Berangkat dari Halmahera Utara, Nanda tak pernah membayangkan langkahnya bisa sejauh ini. Ia mampu berdiri sejajar dan bersaing dengan putri-putri terbaik dari berbagai provinsi di Indonesia. “Ini di luar dugaan saya,” ucap Nanda, lirih namun penuh terima kasih.
Lahir di Tahuna, Sulawesi Utara, pada tahun 2003, Nanda merupakan anak pertama dari pasangan Jimmy Damar dan Tripena Dogumu. Dukungan keluarga menjadi fondasi yang kuat dalam setiap tahapan yang ia jalani mulai dari proses pendaftaran, pembuatan video, hingga wawancara berani melalui Zoom. Setiap tahapan dilalui dengan semangat dan keyakinan bahwa ia membawa misi yang lebih besar, memperkenalkan Maluku Utara ke mata Indonesia.
Pilihan Nanda untuk mengikuti Miss Tourism bukan tanpa pertimbangan. Awalnya, saya sempat berpikir pada dua opsi besar Putri Indonesia atau Putri Pariwisata. Namun, hatinya mantap pada Nona Pariwisata. Alasannya sederhana, sekaligus visioner. Maluku Utara, baginya, adalah permata yang belum seluruhnya tergali. “Masih banyak wisata indah yang belum orang tahu. Bahkan dunia harus tahu,” ujarnya, Senin (19/1/2026).

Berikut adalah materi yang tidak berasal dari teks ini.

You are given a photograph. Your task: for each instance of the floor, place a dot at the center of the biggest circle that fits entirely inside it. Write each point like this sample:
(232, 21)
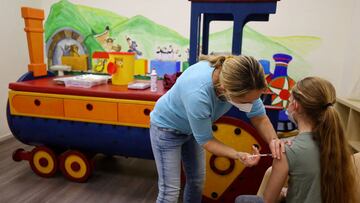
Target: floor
(115, 179)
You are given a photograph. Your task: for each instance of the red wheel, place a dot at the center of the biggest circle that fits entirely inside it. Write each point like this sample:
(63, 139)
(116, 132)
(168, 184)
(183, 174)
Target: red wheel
(75, 166)
(43, 162)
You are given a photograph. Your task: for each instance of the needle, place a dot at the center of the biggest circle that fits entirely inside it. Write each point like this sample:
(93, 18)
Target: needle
(256, 155)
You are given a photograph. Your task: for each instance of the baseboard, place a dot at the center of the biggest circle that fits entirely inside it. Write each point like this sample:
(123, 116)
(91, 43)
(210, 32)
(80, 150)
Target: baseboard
(5, 137)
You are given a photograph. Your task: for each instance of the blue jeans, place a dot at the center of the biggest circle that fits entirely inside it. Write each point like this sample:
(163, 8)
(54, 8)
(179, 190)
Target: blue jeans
(249, 199)
(170, 147)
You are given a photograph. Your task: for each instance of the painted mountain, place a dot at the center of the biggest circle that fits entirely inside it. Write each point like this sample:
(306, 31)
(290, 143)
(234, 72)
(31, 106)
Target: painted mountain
(149, 36)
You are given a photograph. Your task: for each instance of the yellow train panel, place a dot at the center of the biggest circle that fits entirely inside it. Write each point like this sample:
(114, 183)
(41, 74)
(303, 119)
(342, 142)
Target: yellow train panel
(92, 110)
(36, 105)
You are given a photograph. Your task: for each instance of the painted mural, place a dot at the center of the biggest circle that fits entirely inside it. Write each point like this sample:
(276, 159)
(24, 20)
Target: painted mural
(93, 29)
(80, 31)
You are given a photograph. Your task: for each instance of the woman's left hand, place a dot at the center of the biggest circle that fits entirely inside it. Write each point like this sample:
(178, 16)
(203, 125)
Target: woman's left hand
(248, 160)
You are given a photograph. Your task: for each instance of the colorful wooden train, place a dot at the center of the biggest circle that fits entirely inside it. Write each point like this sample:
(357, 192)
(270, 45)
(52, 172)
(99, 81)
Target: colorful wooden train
(68, 126)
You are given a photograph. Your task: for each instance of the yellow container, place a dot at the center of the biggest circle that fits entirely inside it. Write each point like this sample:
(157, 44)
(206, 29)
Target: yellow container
(140, 67)
(121, 66)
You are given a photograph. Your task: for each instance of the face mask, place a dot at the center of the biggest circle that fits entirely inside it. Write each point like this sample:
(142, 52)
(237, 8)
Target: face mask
(290, 116)
(245, 107)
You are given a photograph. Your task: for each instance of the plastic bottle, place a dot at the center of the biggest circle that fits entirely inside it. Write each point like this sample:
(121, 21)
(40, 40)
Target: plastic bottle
(153, 80)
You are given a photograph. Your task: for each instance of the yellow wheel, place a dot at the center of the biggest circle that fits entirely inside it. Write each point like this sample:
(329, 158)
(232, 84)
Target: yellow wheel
(43, 162)
(75, 166)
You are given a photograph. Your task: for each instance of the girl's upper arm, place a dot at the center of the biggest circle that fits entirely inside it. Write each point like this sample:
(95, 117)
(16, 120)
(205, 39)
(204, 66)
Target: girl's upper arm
(278, 177)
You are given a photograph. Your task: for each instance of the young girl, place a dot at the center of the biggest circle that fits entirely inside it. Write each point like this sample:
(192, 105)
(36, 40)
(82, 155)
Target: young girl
(319, 162)
(182, 118)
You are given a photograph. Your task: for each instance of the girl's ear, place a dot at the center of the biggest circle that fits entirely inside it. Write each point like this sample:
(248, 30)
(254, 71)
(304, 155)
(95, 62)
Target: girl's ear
(296, 106)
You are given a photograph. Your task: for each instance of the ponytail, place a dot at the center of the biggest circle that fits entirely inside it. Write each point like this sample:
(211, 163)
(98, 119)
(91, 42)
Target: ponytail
(316, 97)
(238, 74)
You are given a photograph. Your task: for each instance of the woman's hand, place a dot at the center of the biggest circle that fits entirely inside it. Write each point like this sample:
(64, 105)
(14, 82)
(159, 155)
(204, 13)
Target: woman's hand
(277, 148)
(249, 160)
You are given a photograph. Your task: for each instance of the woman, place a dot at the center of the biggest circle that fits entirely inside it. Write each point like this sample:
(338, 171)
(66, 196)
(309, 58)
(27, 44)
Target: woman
(318, 162)
(181, 122)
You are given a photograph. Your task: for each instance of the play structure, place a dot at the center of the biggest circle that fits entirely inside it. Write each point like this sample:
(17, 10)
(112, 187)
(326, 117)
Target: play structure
(69, 125)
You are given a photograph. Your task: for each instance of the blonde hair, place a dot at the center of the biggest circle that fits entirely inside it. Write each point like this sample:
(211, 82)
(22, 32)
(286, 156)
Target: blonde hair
(238, 74)
(317, 96)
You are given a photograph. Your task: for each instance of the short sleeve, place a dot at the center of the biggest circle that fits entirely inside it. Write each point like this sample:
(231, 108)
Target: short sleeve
(291, 157)
(198, 111)
(257, 109)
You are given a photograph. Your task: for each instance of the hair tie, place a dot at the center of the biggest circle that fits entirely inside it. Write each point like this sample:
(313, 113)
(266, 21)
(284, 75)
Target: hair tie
(327, 105)
(228, 57)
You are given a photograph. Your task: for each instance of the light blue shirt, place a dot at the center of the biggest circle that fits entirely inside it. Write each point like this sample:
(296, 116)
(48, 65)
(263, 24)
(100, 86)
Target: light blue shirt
(191, 105)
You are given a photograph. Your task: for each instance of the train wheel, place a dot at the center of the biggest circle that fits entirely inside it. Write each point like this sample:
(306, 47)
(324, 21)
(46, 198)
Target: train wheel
(43, 162)
(75, 166)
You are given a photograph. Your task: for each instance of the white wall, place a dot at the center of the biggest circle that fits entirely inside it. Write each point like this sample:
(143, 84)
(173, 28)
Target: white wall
(13, 52)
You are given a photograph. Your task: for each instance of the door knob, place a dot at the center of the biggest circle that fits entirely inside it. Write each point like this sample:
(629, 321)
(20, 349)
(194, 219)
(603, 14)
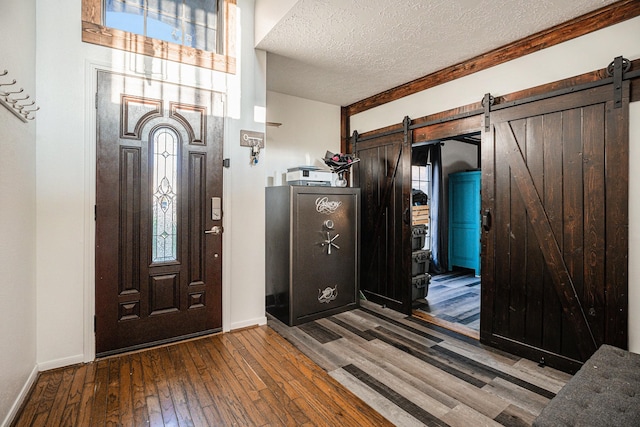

“Kalau Dodola dan Morotai, mungkin sudah banyak yang tahu. Tapi Pulau Widi belum, dan itu yang ingin saya perkenalkan,” katanya.
Jawabannya menjadi pintu pembuka. Nanda dinyatakan lolos dan berangkat ke Jakarta pada awal Januari untuk mewakili Maluku Utara di tingkat nasional. Dukungan pun mengalir deras. Ia sowan ke Bupati dan Wakil Bupati Halmahera Utara, mendapat restu dan semangat dari Gubernur Sherly Tjoanda, serta sokongan dari anggota DPRD seperti Aksandri Kitong, Deybora Tongo Tongo dan Nazla Kasuba. Penguatan materi kepariwisataan juga diperolehnya dari Kris Samsuddin, Kabid Destinasi Disparekraf Maluku Utara.
Bagi Nanda, momen paling berkesan bukanlah piala atau selempang. Melainkan kesempatan berbicara tentang Maluku Utara kepada publik Indonesia. “Saya bangga bisa kasih tahu mereka bahwa di sana ada Pulau Widi. Itu yang ingin saya sampaikan, dan sudah tersampaikan. Mereka melihat video-video yang saya tampilkan dan sangat antusias,” ujarnya.
Prestasi ini tak ingin ia simpan sendiri. Nanda berpesan kepada anak muda Maluku Utara agar terus belajar, mengenal budaya, dan memahami potensi pariwisata daerah. Pengetahuan itulah yang kelak menjadi bekal utama saat mengikuti ajang serupa.
Kini, dengan status Runner Up Kedua Miss Tourism Indonesia 2026, langkah Nanda tak henti-hentinya. Ia bertekad mengeksplorasi lebih banyak destinasi di Maluku Utara, menjalin kerja sama dengan dinas pariwisata provinsi maupun kabupaten/kota, serta mendorong pengembangan wisata secara berkelanjutan mulai dari gastronomi, kuliner khas, wisata kebugaran, hingga keindahan bawah laut yang tak kalah memukau.